When Oscar and Irma Sanchez of Texas were informed of their two-month-old son Isaac’s diagnosis, they were relieved to find out that their child’s illness was curable. However, the trouble came when they were met with a detrimental caveat. In order to treat Isaac’s pyloric stenosis—a condition that causes vomiting, dehydration and weight loss in infants—they had to travel from their hospital in Rio Grande to Corpus Christi.

The undocumented couple would have to travel and pass a Border Patrol checkpoint. When Oscar told the nurse they couldn’t go, a Border Patrol agent showed up in the waiting room, saying he could arrange for officers to escort them through the checkpoint. However, when they arrived, they were arrested and put into deportation proceedings. Border Patrol followed the ambulance as it went to the hospital in Corpus Christi with the Sanchez family in tow.

Even in the hospital, the agents followed the family everywhere. According to Customs and Border Protection, they are required to monitor subjects in custody “at all times” and tried to do so with the Sanchez family “in the least restrictive manner possible.” The next morning, both Oscar and Irma were taken from the hospital to the Border Patrol station to be fingerprinted and booked. Both parents were eventually allowed to return and the operation was covered by Medicaid due to Isaac’s U.S. citizenship status.

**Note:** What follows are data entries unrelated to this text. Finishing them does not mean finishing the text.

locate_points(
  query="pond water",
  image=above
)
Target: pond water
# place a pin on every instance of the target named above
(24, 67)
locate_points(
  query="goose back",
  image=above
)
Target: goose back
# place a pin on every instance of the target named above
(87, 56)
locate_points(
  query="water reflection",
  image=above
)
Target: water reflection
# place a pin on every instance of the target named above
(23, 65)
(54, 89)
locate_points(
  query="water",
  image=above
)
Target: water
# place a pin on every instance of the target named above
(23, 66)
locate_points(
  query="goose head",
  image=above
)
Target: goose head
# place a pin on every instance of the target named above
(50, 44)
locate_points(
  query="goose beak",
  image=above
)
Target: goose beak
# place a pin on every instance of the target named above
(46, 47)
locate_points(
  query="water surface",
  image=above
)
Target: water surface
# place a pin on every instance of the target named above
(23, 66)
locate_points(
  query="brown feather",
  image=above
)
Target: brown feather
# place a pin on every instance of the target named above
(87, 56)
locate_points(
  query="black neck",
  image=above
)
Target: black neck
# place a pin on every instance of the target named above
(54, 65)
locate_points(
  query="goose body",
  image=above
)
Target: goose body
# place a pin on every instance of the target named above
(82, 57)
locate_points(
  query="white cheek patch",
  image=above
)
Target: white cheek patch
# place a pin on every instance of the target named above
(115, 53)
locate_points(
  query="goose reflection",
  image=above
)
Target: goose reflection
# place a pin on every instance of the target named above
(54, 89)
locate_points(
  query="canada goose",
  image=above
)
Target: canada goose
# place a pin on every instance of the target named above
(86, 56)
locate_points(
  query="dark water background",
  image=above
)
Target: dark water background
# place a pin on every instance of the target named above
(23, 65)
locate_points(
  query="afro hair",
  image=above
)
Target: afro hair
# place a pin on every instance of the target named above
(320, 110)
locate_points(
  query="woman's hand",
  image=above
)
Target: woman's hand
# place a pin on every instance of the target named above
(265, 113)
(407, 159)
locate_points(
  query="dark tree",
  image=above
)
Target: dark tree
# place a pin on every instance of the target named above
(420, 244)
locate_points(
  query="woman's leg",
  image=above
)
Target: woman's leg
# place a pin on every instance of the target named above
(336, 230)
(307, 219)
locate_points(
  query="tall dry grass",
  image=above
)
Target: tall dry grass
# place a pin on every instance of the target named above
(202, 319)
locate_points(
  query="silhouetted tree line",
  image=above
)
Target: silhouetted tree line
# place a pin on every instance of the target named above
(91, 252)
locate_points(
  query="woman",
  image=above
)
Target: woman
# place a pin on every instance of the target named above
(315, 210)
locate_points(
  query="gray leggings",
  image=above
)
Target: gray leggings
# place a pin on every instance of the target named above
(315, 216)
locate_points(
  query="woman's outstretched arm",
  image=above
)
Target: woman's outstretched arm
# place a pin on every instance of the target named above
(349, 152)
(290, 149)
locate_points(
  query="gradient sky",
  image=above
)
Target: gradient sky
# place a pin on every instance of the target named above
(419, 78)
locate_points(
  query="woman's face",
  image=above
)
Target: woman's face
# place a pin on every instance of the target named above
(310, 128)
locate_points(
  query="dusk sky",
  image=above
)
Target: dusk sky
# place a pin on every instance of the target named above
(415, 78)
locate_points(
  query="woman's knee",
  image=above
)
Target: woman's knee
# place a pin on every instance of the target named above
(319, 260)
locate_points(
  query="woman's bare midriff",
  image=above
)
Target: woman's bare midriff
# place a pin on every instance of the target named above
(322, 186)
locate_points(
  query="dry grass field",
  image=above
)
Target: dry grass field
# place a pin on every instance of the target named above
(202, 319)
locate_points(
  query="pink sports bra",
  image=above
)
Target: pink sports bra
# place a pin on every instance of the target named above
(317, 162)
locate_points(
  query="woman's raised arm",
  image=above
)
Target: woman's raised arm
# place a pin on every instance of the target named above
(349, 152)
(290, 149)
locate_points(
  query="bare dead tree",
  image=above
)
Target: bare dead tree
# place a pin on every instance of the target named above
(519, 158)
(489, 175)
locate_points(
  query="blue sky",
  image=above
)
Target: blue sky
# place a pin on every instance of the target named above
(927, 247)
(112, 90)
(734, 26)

“CBP was notified by the Harlingen hospital that there was a child with undocumented parents in need of urgent medical care and that the family would have to go through a checkpoint to the Corpus Christi hospital,” Manny Padilla, chief of the Rio Grande Valley sector of Border Patrol, said. “To get the child to the care it urgently needed, Border Patrol agents did everything in their power to assist the family, including escorting the ambulance, unimpeded, through the checkpoint.”

Thankfully, three and a half months after the operation, Isaac is home safe and healthy with both of his parents and three older siblings in North Brownsville, Tex. But advocates are still confused as to why the Sanchez family was placed under such hawk-eyed supervision. Lisa Koop, a lawyer with the National Immigration Justice Center, will be asking an immigration judge in December to let the Oscar and Irma remain with their children in the U.S.